Grace Nono-Bob Aves Group Ignite Day One of 2013 Malasimbo Fest
by Amanda Lago, GMA NEWS
March 2, 2013

On stage, Grace Nono sings a sacred prayer.

It’s the first night of the 3rd Malasimbo Festival in Puerto Galera, and the Grace Nono-Bob Aves Group take the stage for the headline performance, which begins with “Open,” an instrumental piece by Bob Aves that lives up to its name.

Soon, Nono takes the stage, slow and sure-footed, as in a ritual. Eyes closed, palms open to the sky, she sings in a language unfamiliar but undeniably Filipino.

The performance baptizes the place and the night as sacrosanct so that simply to close one’s eyes and listen is a prayer in itself. Nono’s voice echoes across the grassy concave and beats beneath the earth. The sound of the gongs and bamboo rise in harmony with the wind rushing through the leaves.

Falling into awe

Photo by Brian Sergio

For the most part, the people listen. They watch, intently, amazement on their faces. They let their bodies ride the melodies, and even if they don’t understand the language, somehow, they fall into reverence as well.

Some are not as affected, choosing instead to keep the music at a background to their conversations, or else vulgarly display their affection in ways much too racy for public consumption – and right by the stage, no less.

Even with all that, Nono and the band are unfazed. “You have to give people the freedom to respond to what they hear in their own way. I look at this as planting seeds. There will be some people who will have a profound experience. There will be some people na parang wala lang,” she said.

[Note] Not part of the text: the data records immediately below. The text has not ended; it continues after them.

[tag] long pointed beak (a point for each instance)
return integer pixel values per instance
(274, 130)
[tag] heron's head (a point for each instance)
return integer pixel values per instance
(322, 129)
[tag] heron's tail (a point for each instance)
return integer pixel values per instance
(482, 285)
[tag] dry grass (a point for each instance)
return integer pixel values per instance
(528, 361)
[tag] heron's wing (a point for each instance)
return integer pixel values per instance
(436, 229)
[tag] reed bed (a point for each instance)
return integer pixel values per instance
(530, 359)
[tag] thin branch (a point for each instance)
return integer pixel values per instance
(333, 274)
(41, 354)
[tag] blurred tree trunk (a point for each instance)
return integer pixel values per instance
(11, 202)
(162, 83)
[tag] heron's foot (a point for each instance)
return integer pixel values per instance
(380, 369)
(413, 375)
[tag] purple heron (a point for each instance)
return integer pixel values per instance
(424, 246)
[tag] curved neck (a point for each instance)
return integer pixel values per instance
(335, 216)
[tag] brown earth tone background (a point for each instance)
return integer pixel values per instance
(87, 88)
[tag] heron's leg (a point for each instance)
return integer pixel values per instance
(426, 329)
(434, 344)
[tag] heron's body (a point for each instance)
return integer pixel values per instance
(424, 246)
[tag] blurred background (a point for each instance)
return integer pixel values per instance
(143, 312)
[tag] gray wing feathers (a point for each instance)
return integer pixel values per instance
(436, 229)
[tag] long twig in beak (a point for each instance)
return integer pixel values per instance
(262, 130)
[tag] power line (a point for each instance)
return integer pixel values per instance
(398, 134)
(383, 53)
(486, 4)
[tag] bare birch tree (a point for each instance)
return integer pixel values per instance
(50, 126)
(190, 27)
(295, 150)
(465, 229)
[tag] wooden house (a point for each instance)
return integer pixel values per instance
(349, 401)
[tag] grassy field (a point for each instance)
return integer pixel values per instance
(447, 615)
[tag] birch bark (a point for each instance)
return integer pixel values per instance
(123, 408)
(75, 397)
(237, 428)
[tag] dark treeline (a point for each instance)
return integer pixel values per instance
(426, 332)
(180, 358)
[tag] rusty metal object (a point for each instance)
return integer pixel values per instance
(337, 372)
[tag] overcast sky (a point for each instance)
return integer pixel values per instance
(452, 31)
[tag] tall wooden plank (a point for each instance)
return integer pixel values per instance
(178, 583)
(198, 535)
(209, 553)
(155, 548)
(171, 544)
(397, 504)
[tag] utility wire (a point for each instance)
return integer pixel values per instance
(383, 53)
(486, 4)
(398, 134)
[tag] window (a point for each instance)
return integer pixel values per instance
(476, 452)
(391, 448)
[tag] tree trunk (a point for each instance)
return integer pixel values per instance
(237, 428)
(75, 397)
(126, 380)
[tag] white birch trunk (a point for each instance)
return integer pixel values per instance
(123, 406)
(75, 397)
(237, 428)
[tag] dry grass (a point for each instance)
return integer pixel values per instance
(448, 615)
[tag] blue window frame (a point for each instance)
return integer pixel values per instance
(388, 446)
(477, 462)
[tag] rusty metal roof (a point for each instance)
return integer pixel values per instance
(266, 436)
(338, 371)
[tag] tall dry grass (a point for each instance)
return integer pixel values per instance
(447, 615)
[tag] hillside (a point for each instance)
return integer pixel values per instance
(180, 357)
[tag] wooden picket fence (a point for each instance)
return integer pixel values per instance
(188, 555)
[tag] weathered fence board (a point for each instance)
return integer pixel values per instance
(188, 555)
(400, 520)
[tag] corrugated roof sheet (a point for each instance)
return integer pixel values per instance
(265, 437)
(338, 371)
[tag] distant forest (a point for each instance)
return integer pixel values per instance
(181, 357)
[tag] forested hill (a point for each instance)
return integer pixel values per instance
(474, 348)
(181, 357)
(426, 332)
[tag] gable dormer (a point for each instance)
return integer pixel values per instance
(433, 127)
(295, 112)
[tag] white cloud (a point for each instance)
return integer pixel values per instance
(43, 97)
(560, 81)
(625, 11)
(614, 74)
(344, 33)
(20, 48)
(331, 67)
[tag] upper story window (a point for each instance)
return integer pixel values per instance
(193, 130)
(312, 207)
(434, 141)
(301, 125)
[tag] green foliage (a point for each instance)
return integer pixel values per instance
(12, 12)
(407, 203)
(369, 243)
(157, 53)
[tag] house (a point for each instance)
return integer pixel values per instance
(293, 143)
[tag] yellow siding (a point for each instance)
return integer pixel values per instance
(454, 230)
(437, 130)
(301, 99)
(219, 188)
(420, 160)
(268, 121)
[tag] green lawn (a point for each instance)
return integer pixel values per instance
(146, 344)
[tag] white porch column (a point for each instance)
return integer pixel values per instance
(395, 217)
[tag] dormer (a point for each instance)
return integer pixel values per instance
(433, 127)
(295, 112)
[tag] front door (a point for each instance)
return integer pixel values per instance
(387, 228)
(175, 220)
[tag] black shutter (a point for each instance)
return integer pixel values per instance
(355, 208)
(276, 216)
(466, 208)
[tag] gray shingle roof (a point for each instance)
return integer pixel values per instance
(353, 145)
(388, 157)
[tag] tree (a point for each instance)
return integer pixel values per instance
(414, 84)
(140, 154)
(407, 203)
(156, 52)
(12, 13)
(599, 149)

“Ganun talaga, depending on a person’s readiness, depending on a person’s background, state of mind. But we have to do what we need to do, which is this – perform,” she added.

Watching their group perform is quite the experience. They incorporate ethnic dances, ethnic costumes. At one point, the entire group links arms and dances across the stage, portraying oneness, compelling the audience to do the same.

Their instrumental line-up could be a history lesson, including everything from the pre-colonial kulintang and the tagpi, to the Hispanic octavina, to guitars—they even use computers. Their songs are mostly chants and prayers in regional languages, or else instrumental pieces that are heavy on the jazz.

Sonic escape from the city

Photo by Brian Sergio

The result is a sound unique even at a festival that is already an escape from the mainstream to begin with. To many of the people in the audience—made up mostly of young Manilenyos and foreigners from all over the world—the ethnic melodies and language certainly come off as exotic, a departure from the contemporary.

But as Nono explains, their music is contemporary: “What you say traditional is really also contemporary. These are living traditions, they have not died.”

“The artists who compose these chants are still alive, or if they have gone, mayroong new generation naman na gumagawa. It is contemporary,” she says.

For Nono, their music reminds people of our rich cultural heritage, of the traditions that may be on the verge of being forgotten, if not for these very artists who keep them alive.

“Ewan ko baka nanibago sila sa repertoire, pero it’s good to hear something different. Something different is really a part of who we are deep inside,” Nono says. “Nakalimutan because the sounds that we hear on a day to day basis are very different, so it’s good to be reminded.”